By Sean Barron
A dog left outdoors in extreme weather may raise the concern and ire of many, but does that by itself constitute animal abuse or neglect?
Possibly, depending on a host of other factors such as whether adequate food, water and shelter are provided, an attorney and animal-cruelty expert contends.
“If it’s not adequate, humane agents should act,” said Matt Ditchey, who also is a board member with Angels for Animals.
He was among the estimated 40 law-enforcement personnel, humane agents and others who attended Friday’s animal-law seminar at Angels for Animals, 4750 W. South Range Road (state Route 165 in Green Township), to learn more about state laws pertaining to abuse and neglect of companion and noncompanion animals.
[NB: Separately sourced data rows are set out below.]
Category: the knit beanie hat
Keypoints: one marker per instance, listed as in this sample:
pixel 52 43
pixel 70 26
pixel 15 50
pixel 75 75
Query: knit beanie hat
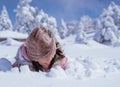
pixel 40 44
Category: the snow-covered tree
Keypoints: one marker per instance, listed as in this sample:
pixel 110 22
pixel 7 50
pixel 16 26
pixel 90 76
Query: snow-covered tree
pixel 81 35
pixel 63 29
pixel 47 21
pixel 108 29
pixel 5 22
pixel 25 15
pixel 72 28
pixel 88 23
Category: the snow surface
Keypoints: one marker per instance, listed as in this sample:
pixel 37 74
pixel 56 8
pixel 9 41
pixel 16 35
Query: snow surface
pixel 90 65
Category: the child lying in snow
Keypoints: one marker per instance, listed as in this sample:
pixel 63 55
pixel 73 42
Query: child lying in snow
pixel 41 51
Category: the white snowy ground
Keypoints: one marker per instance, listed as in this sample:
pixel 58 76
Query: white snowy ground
pixel 91 65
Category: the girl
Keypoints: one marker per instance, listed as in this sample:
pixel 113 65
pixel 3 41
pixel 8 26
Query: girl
pixel 41 51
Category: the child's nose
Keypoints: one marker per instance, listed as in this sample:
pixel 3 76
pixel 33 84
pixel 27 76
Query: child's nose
pixel 48 60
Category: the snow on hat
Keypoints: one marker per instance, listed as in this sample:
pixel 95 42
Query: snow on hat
pixel 40 44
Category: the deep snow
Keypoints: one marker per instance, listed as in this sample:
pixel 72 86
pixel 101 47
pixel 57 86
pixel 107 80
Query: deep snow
pixel 90 65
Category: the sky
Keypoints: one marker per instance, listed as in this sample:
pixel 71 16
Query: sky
pixel 69 10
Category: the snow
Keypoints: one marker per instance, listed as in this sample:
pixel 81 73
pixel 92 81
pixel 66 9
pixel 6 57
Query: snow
pixel 90 65
pixel 12 34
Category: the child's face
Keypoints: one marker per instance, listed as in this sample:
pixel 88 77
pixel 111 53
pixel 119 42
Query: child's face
pixel 45 62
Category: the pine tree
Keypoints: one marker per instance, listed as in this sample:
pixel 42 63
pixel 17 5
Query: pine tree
pixel 25 14
pixel 109 28
pixel 63 29
pixel 5 22
pixel 81 35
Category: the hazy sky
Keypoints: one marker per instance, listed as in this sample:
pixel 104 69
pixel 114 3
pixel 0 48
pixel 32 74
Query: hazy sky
pixel 66 9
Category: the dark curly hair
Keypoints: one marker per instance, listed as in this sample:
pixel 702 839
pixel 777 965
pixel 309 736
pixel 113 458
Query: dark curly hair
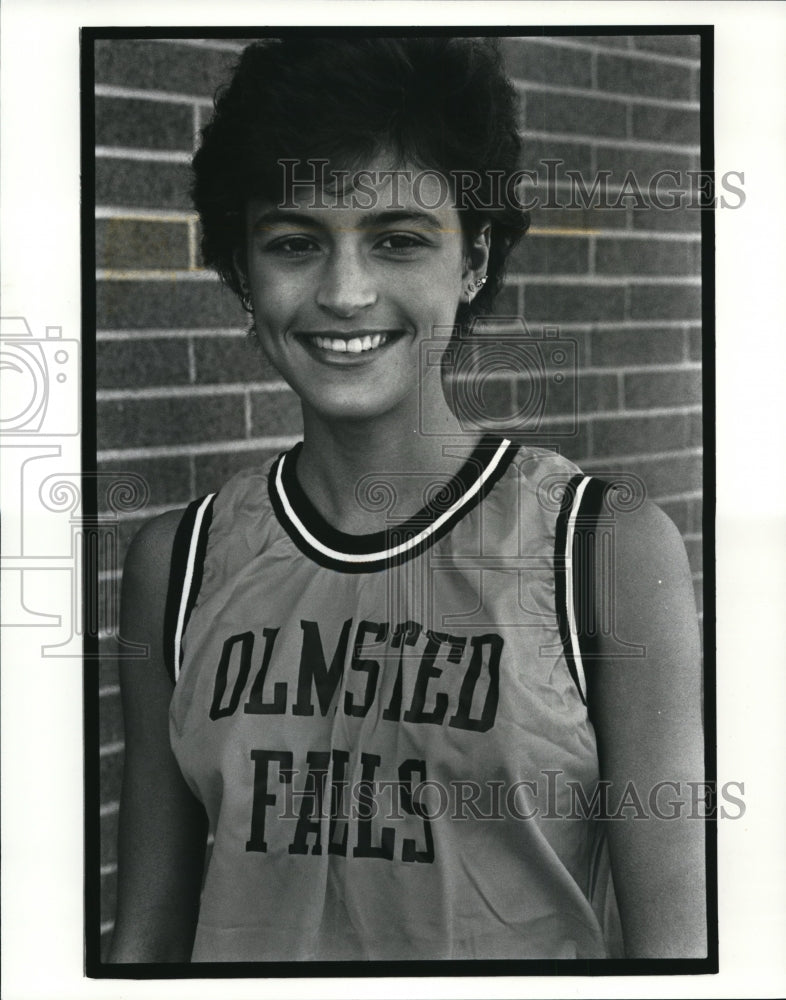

Companion animals are those kept inside a residential dwelling, including dogs and cats; noncompanion ones are those meant to be outdoors, such as livestock and wild animals.
Ditchey noted that animals must have adequate shelter, which varies depending on conditions such as weather. An igloo-shaped plastic doghouse, for example, is fine on a 70-degree spring day but inadequate in extreme heat and cold, he explained.
Conducting the seven-hour workshop was Atty. J. Jeffrey Holland of Medina, who has prosecuted hundreds of animal-cruelty cases throughout Ohio.
Holland, an adjunct professor at Case Western Reserve University’s School of Law, stressed that those alleging abuse, torture or neglect must show the act was done negligently, knowingly and recklessly.
The most-used definition of the state’s animal-cruelty law defines animal cruelty as “every act, omission or neglect by which unnecessary or unjustifiable pain or suffering is caused, permitted or allowed to continue where there is a reasonable remedy or relief,” Holland noted.
For example, excessively beating or kicking a dog without cause would be considered cruelty. On the other hand, using reasonable corporal punishment for training purposes without causing observable harm or pain likely would not, he pointed out.
Prosecutions are difficult because animals are considered property, and the vast majority of such cases are neglect against one’s own animals. In addition, most acts are committed behind closed doors, Holland continued.
“They’re super hard to catch,” he said, adding that illegal dog-fighting makes up the largest number of felony cases prosecuted in the state.
Other topics the seminar covered were penalties for offenders, search-and-seizure guidelines, veterinarians’ role in animal-cruelty cases and criminal-liability issues.
Holland also co-wrote a version of House Bill 274, known as Goddard’s Law, which passed the Ohio House of Representatives and is pending in the Senate.
The bill is named in honor Dick Goddard, longtime Cleveland broadcaster and animal-rights advocate. It makes a first offense of knowingly killing or injuring companion animals such as dogs and cats or deliberately depriving them of food, water and shelter a fifth-degree felony punishable by six months to one year in jail.
Holland said anyone who wants to have a pet must accept the responsibility that goes with it.
“Possessing an animal is a responsibility and a privilege,” Holland said, adding that he also wants to see a greater amount of support for local humane agents and societies, and that animal-cruelty laws should be balanced with those pertaining to humans.